McLynn ably defends Bonaparte from charges of being a dictator, as he writes, “His sensibility was light years away from that of a Hitler or a Stalin, and indeed he can be faulted for not being ruthless enough at times. His indulgence of his worthless family and his repeated pardoning of the treacherous Bernadotte, the duplicitous Talleyrand and the treasonable Fouché are only the most obvious examples. Napoleon had the temperament of an old-style autocrat but not that of a modern totalitarian dictator.” 

Napoleon: A Biography is full of insightful quotes and anecdotes. Three of my favorite quotes from the book are the following: (I don’t have page numbers because my Kindle only tells me what location I’m on in the book, and it seems somewhat silly to write, “Location 10245 of 15527.”)

When Jean-Andoche Junot’s father asked him, “Who is this unknown General Bonaparte?” Junot had replied: “He is the sort of man of whom Nature is sparing and who only appears on earth at intervals of centuries.”

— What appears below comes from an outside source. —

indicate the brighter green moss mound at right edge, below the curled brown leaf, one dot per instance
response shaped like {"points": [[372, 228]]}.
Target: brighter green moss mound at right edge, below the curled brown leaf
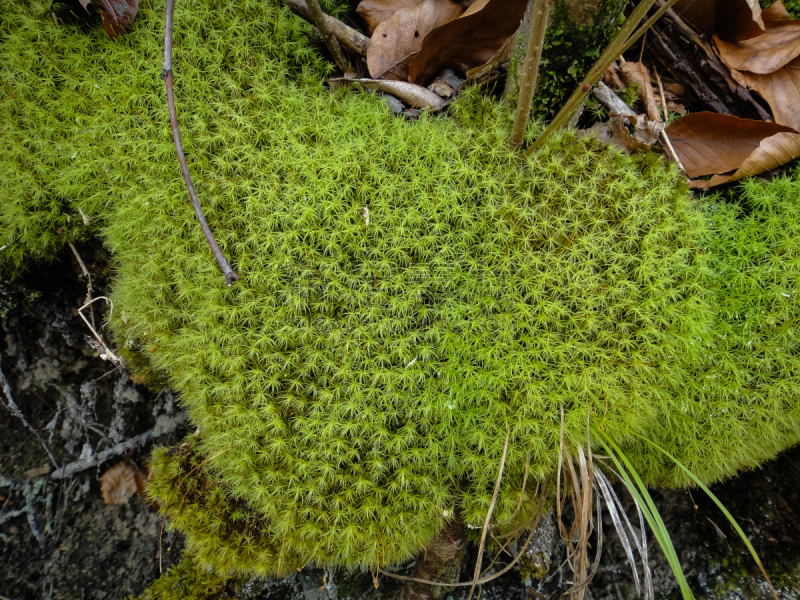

“He was clearly the most extraordinary man I ever saw, and I believe the most extraordinary that has lived in our age, or for many ages.”-Charles Maurice Talleyrand, who ironically enough, was one of the most duplicitous members of Napoleon’s government.

Describing Emperor Francis of Austria, Napoleon’s future father-in-law, McLynn writes, “The Emperor Francis was a pathetic figure who spent his time making toffee or endlessly stamping blank sheets of parchment with specimens from his huge collection of seals.” Reading this quote really makes me want to learn more about Francis.

If you’re looking for a good one-volume cradle to grave study of the life of Napoleon Bonaparte, Napoleon: A Biography, is a very good place to start.